Allowing for refining and distribution costs etc., and retail margin, a $5 per barrel production cost would translate into an approximate petrol/diesel cost of 25 cents per litre, before tax. As for excise taxes, their purpose is nominally to fund road maintenance; in reality, they are not only poured into General Revenue (and not mainly used for road maintenance), but are highly regressive, and therefore should be scrapped. Road maintenance, like other major infrastructure, should be funded out of a Capital Budget, as distinct from the Government’s annual Operating Budget.
While the Coalition/ALP governments provide hundreds of millions or billions in taxpayers funds to British or British-controlled companies to develop oil and gas fields, those governments demand almost nothing in return. Yeager: “In the deepwater Gulf of Mexico and in Western Australia, we pay very, very small royalties. We keep the majority of the barrels ourselves... So, we keep all the upside. If these barrels were in Algeria or some other place of the world, then you’d be sharing that upside with the Government.”
Numerous experts, such as Marita Bradshaw, Senior Petroleum Adviser to Geoscience Australia, and Belinda Robinson, Chief Executive of the Australian Petroleum Production & Exploration Association (APPEA), have repeatedly stated that Australia’s natural gas deposits are so huge that Australia could soon be the second or third largest producer of liquefied natural gas (LNG) in the world, “another Qatar”.
Putting aside that oil is often found along with natural gas, the AusGeo News observed in March 2005, regarding petroleum, “The continent and its marine jurisdiction are vastly underexplored; only 8000 wells have been drilled and many offshore basins have never been tested.” Surveying the state of Australia’s oil industry, The Australian reported on 14th April 2007, “In terms of offshore frontier basins [i.e. prospective oil fields] Australia has the largest spread and largest variety of any country in the world. There is little doubt that Australia has barely scratched the surface in terms of petroleum exploration.”

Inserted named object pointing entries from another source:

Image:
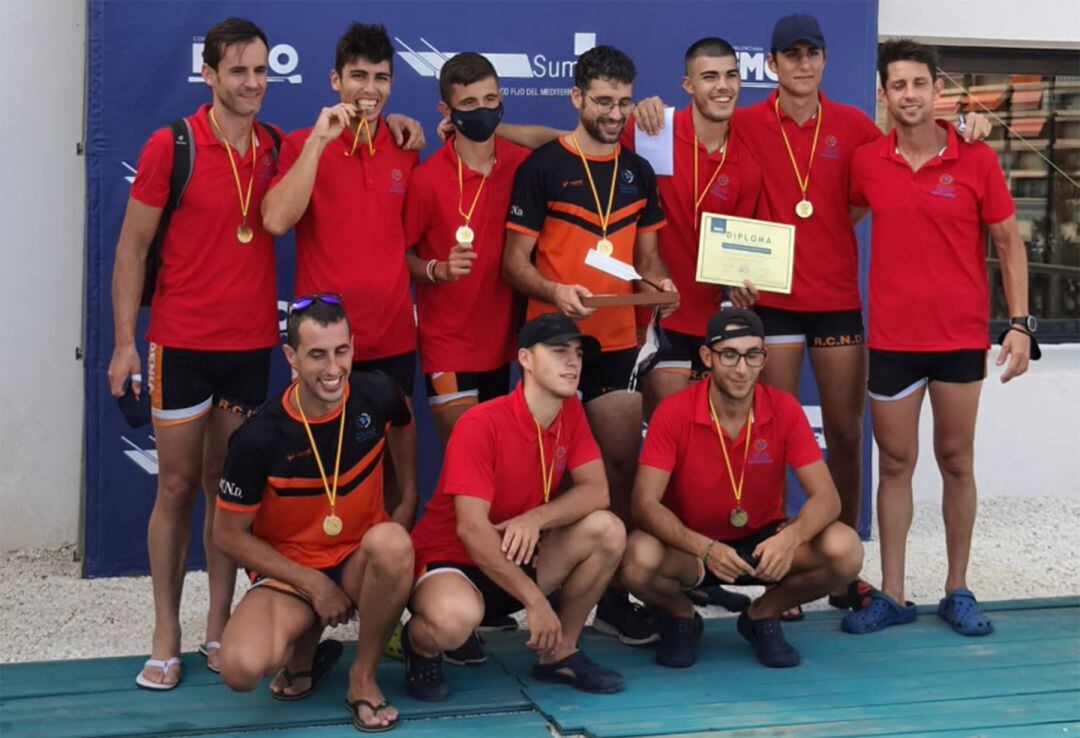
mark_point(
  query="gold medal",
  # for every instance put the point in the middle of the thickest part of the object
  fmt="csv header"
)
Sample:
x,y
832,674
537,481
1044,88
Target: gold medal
x,y
332,524
464,235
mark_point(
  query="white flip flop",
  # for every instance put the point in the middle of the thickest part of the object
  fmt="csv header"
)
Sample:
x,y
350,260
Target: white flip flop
x,y
164,666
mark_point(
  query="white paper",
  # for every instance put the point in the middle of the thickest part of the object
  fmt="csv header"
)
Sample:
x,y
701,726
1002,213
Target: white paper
x,y
659,149
609,265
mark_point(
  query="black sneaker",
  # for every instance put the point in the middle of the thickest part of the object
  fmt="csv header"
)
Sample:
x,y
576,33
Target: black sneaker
x,y
423,676
616,615
469,654
767,636
494,624
678,641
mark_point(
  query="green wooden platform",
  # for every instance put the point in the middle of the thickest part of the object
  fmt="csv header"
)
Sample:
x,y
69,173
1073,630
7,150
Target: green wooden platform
x,y
917,680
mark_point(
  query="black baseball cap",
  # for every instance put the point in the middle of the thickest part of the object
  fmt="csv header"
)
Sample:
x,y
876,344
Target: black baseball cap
x,y
733,323
554,329
793,28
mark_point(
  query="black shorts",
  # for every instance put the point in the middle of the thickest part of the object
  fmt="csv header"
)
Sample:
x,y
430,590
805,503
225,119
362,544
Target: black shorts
x,y
744,546
185,384
606,372
401,367
895,374
817,330
455,389
497,601
682,354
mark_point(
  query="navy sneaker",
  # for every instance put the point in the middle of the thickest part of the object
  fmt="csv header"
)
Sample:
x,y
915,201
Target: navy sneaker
x,y
580,672
423,676
469,654
616,615
769,643
678,641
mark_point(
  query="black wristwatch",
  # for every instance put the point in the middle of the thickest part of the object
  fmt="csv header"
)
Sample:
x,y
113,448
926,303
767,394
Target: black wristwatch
x,y
1026,322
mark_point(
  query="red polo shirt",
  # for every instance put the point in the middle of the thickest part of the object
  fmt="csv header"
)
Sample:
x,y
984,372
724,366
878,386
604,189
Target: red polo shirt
x,y
737,190
213,293
928,287
466,325
493,454
351,241
682,440
826,252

This crisis has been orchestrated, both by lack of government policy to develop oil and gas, and because hundreds or even thousands of oil wells which have been drilled, have been “cased and suspended”, as reported by dozens of individuals active in the industry and even partially by the government itself, as in Geoscience Australia’s 2006 report, “Oil and Gas Resources of Australia 2004”, among other sources.
Consider: In 1985, Australia produced 96% of all its crude oil needs through domestic production. Then, consider the following two reports, which document the devastating effects of this Australian government collusion with the British cartels in the ensuing years:
- The U.S. Department of Energy’s Energy Information Administration (EIA) reported that Australia’s “net oil imports in 2000 averaged only 65,000 bbl/d, or 7 percent of total consumption”, then hit 39% of total consumption by 2006 (362,200 bbl/d of 925,000 bbl/d), but “The Australian government expects petroleum import dependency to increase to around 80% in 2010.” (emphasis added)
- APPEA Chief Executive Belinda Robinson on 24th June 2008 reported that Australia actually had had a small net surplus of petroleum in 2000, but that went to “a deficit of about $13.7 billion in 2007”. Furthermore, she said, “Assuming no increase in refining capacity in Australia [which is entirely controlled by the oil cartel—ed.], that could blow out to $28 billion by 2017...” (emphasis added)
As Australians, we must decide: Will we continue as a typical, ever more immiserated British colony looted for its raw materials resources, or shall we become, at long last, a sovereign nation state securing the Common Good for all of its citizens?